Matter: Congress should consider, if it decides to re-authorize RIP, requiring DOD to submit annual reports to Congress on the transition results of the program to improve accountability and transparency of the program.
Recommendations for Executive Action
Comments: DOD has not established a technology transition goal for RIP. Although DOD non-concurred with the recommendation, it agreed there is a need to measure annually the transition rate for RIP. In 2016, DOD officials stated they were working on ways to measure and assess technology transitions in the program and, in 2017, DOD did not provide any further update on the status of these efforts, when GAO requested.

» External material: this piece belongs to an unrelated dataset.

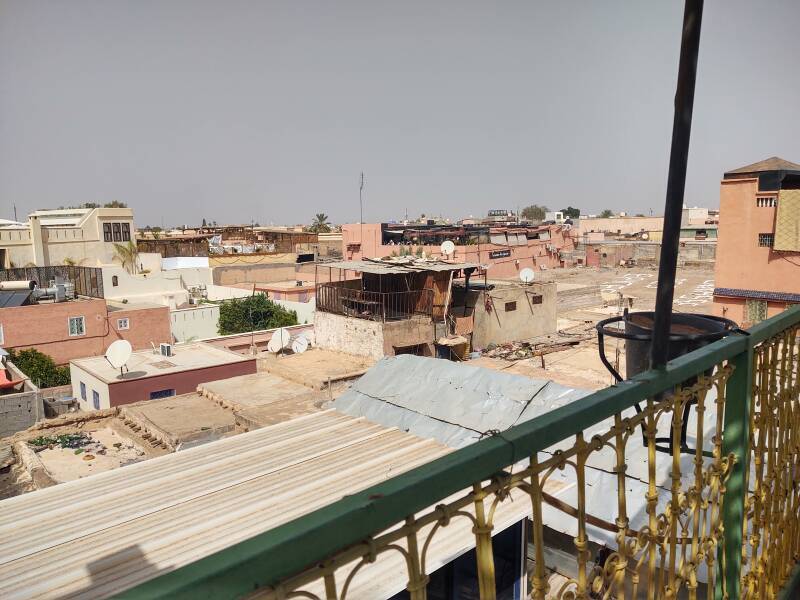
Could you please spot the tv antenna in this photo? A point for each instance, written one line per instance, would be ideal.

Until DOD obtains better visibility on RIP technology transition performance, it does not have the data it needs to set an informed technology transition goal.
Recommendation: If Congress re-authorizes RIP then, to improve visibility and management of DOD's ability to transition technologies through the program, the Secretary of Defense should direct the Under Secretary of Defense for Acquisition, Technology, and Logistics to establish an overall technology transition goal for RIP.

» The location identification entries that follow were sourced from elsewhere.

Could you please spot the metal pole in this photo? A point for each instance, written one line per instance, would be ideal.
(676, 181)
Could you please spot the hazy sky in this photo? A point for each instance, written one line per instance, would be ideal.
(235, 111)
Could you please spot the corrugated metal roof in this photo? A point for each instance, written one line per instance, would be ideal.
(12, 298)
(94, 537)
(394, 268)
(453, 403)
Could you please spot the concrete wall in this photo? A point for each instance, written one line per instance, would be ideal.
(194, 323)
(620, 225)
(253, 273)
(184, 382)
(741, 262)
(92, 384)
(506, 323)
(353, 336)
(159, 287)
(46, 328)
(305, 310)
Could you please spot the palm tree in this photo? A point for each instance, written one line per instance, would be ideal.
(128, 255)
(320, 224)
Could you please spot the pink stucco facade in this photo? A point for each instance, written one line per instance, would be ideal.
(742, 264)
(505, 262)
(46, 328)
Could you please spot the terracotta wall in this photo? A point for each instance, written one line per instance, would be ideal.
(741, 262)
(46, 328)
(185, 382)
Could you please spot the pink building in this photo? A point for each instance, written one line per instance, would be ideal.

Agency Affected: Department of Defense
Status: Closed - Implemented
Comments: In February 2016, DOD published a best practices guide that documents factors that enable or facilitate technology transition success.
Recommendation: If Congress re-authorizes RIP then, to improve visibility and management of DOD's ability to transition technologies through the program, the Secretary of Defense should direct the Under Secretary of Defense for Acquisition, Technology, and Logistics to identify and apply factors that contribute to the likelihood of technology transition success more consistently across the program.